By Joy Simha, NBCC Board Member
Yesterday I testified before the Senate Appropriations Defense Subcommittee in Washington DC. It was not my first time. But someone asked me about the experience and how I felt. It got me thinking. The first time I testified, I was overwhelmed with the idea of giving testimony before members of the U.S. Senate to ask them to make breast cancer research funding a priority. But then I stopped to think about all the amazing women and men that we lose to this awful disease. I thought about all the educated advocates with whom I work who do this very difficult work because we need to better understand how to end breast cancer. Knowing that I am standing before Senators representing all of them and so many families affected by this disease, I was inspired and driven to bring the group’s perspective to this influential subcommittee. This is not about my story, but about everyone who has lost a loved one to breast cancer.
So how does one make a case for a line item in the appropriations budget to help fund high impact, innovative, collaborative and high-risk research? The proof is in the pudding. The Department of Defense (DOD) Breast Cancer Research Program (BCRP) has worked since 1992. Targeted therapies, like Herceptin, have been developed as a direct result of this program. Biomedical research is being transformed more and more as a result of this program. We see innovation and dedication at the decision-making table. If we are to end this disease, we need to continue investing in this effort.

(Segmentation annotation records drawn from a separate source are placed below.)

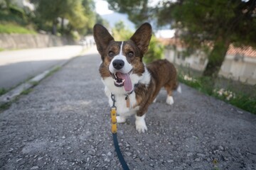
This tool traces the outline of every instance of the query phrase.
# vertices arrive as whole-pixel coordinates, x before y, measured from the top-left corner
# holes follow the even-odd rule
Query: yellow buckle
[[[111,123],[112,123],[112,127],[111,127],[112,132],[117,133],[117,108],[115,107],[111,108]]]

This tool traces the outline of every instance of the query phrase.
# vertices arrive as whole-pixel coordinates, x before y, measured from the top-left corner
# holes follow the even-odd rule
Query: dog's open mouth
[[[132,71],[129,73],[116,72],[112,74],[114,79],[114,84],[116,86],[124,86],[126,91],[131,91],[132,90],[132,83],[129,74]]]

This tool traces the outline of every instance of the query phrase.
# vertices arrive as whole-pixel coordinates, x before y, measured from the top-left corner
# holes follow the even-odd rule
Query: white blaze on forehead
[[[124,74],[127,74],[127,73],[129,73],[132,69],[132,64],[128,62],[127,57],[122,55],[123,44],[124,44],[124,42],[122,41],[120,45],[119,53],[117,55],[114,57],[114,58],[112,60],[110,67],[109,67],[109,69],[110,69],[110,72],[112,72],[113,74],[116,73],[117,71],[119,72],[124,73]],[[117,70],[116,69],[114,69],[114,66],[113,66],[113,61],[114,60],[121,60],[124,61],[124,67],[122,67],[121,69],[119,69],[119,70]]]
[[[120,52],[119,52],[119,55],[122,55],[122,45],[124,44],[124,42],[122,41],[121,43],[121,46],[120,46]]]

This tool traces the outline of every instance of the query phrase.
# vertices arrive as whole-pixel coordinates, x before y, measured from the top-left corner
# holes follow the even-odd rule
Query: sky
[[[159,0],[150,0],[151,5],[156,5]],[[111,27],[114,27],[114,23],[122,20],[130,30],[134,30],[134,25],[128,20],[127,14],[114,13],[108,8],[108,3],[107,1],[95,0],[96,12],[102,17],[107,21]],[[156,35],[158,38],[172,38],[174,36],[175,31],[174,30],[161,30],[156,31]]]
[[[96,12],[100,16],[113,13],[114,11],[109,10],[108,4],[106,1],[95,0]]]

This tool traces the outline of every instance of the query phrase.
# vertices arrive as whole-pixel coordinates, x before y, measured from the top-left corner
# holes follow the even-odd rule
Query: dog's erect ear
[[[104,51],[110,42],[114,40],[114,38],[107,28],[99,23],[95,24],[93,27],[93,37],[96,42],[97,50],[103,60]]]
[[[144,55],[149,48],[151,35],[152,28],[151,25],[148,23],[144,23],[136,30],[130,40],[135,42],[135,45]]]

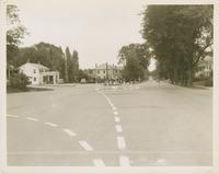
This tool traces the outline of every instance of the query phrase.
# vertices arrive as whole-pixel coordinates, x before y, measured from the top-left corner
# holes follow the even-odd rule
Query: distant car
[[[85,83],[87,81],[85,81],[85,79],[81,79],[81,83]]]

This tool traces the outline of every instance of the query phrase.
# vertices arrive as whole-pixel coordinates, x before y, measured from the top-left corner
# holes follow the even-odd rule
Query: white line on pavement
[[[33,121],[38,121],[38,119],[33,118],[33,117],[26,117],[26,119],[28,119],[28,120],[33,120]]]
[[[76,132],[73,132],[73,131],[71,131],[70,129],[62,129],[68,136],[70,136],[70,137],[74,137],[74,136],[77,136],[77,134]]]
[[[120,163],[120,166],[130,166],[129,159],[125,155],[120,155],[119,163]]]
[[[115,121],[116,121],[116,123],[119,123],[119,121],[120,121],[120,118],[119,118],[119,117],[115,117]]]
[[[79,143],[87,151],[92,151],[93,150],[93,148],[87,141],[79,141]]]
[[[51,126],[51,127],[57,127],[58,125],[51,124],[51,123],[45,123],[45,125]]]
[[[166,160],[165,159],[158,159],[157,165],[166,165]]]
[[[93,165],[94,166],[105,166],[103,160],[101,160],[101,159],[94,159],[93,160]]]
[[[124,150],[126,148],[126,141],[124,137],[117,137],[118,149]]]
[[[122,128],[120,125],[116,125],[115,127],[116,127],[116,131],[118,131],[118,132],[122,132],[122,131],[123,131],[123,128]]]
[[[8,117],[12,117],[12,118],[18,118],[19,116],[16,116],[16,115],[10,115],[10,114],[8,114],[7,115]]]

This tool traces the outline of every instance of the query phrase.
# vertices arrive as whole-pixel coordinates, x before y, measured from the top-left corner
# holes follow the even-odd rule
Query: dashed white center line
[[[87,151],[92,151],[93,150],[93,148],[87,141],[79,141],[79,143]]]
[[[33,121],[38,121],[38,119],[33,118],[33,117],[26,117],[26,119],[28,119],[28,120],[33,120]]]
[[[130,161],[125,155],[120,155],[119,163],[120,163],[120,166],[130,166]]]
[[[124,150],[126,148],[126,141],[124,137],[117,137],[118,149]]]
[[[77,134],[76,132],[73,132],[73,131],[71,131],[70,129],[62,129],[68,136],[70,136],[70,137],[74,137],[74,136],[77,136]]]
[[[51,127],[57,127],[58,125],[51,124],[51,123],[45,123],[45,125],[51,126]]]
[[[94,159],[93,160],[93,165],[94,166],[105,166],[103,160],[101,160],[101,159]]]
[[[116,127],[116,131],[118,131],[118,132],[122,132],[122,131],[123,131],[123,128],[122,128],[120,125],[116,125],[115,127]]]
[[[166,165],[166,160],[165,159],[158,159],[157,165]]]
[[[115,117],[115,121],[116,121],[116,123],[119,123],[119,121],[120,121],[120,118],[119,118],[119,117]]]
[[[16,115],[10,115],[10,114],[8,114],[7,116],[8,117],[12,117],[12,118],[19,118],[19,116],[16,116]]]

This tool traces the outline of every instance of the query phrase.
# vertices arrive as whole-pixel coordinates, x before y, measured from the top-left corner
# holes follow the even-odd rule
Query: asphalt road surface
[[[8,165],[207,166],[212,91],[149,81],[8,94]]]

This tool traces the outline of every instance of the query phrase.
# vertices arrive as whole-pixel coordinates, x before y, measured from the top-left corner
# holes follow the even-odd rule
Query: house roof
[[[35,67],[35,68],[37,68],[37,69],[46,69],[46,70],[49,69],[48,67],[45,67],[45,66],[43,66],[43,65],[41,65],[41,63],[26,62],[26,63],[24,63],[24,65],[31,65],[31,66],[33,66],[33,67]],[[22,65],[21,67],[23,67],[24,65]]]
[[[117,67],[117,66],[111,66],[111,65],[107,65],[108,66],[108,69],[122,69],[120,67]],[[96,66],[95,67],[96,69],[106,69],[106,63],[102,63],[100,66]]]

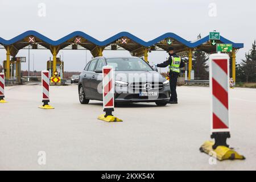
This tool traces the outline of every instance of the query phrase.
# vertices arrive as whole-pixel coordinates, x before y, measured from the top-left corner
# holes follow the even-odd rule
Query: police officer
[[[171,97],[169,104],[177,104],[177,92],[176,87],[177,85],[177,80],[180,73],[180,68],[183,68],[185,64],[181,58],[178,56],[175,52],[174,49],[169,47],[167,52],[170,57],[168,60],[161,64],[158,64],[156,67],[160,68],[165,68],[169,66],[169,78],[170,88],[171,89]]]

At the DOD BCRP, educated advocates sit at the table at all levels. As one of those advocates, I can tell you we ask for the money and we ensure that the program only funds critical research that will impact our lives. I have sat at some of those tables for eight years now, and watched how well that decision process works. It’s easy to speak up for what you know works. And since I am a NBCC Project LEAD® graduate, and since I attend every NBCC Advocate Summit, those who run the program know I am qualified to serve effectively.
So, when I’m asked whether I’m nervous about testifying in front of the Senate, the simple answer is no. I don’t have the time nor the luxury to be nervous or worry. This year nearly 290,000 women and men will be diagnosed with breast cancer, and annually we continue to lose about 40,000 of them to this disease. They need—our future generations need—the Department of Defense Peer Reviewed Breast Cancer Research Program. The women who were in surgery, chemotherapy and other treatments on June 6, when I last testified, had a much tougher task that day than I did as I stood before the Subcommittee. The families who were helping their loved ones in hospice know what a difficult task is. I just needed to stand before the committee representing all of them and emphasizing the need to continue the innovative, high risk, high reward, collaborative work done by the Department of Defense Breast Cancer Research Program in it’s mission to eradicate breast cancer. I was honored to represent all who are affected by this disease.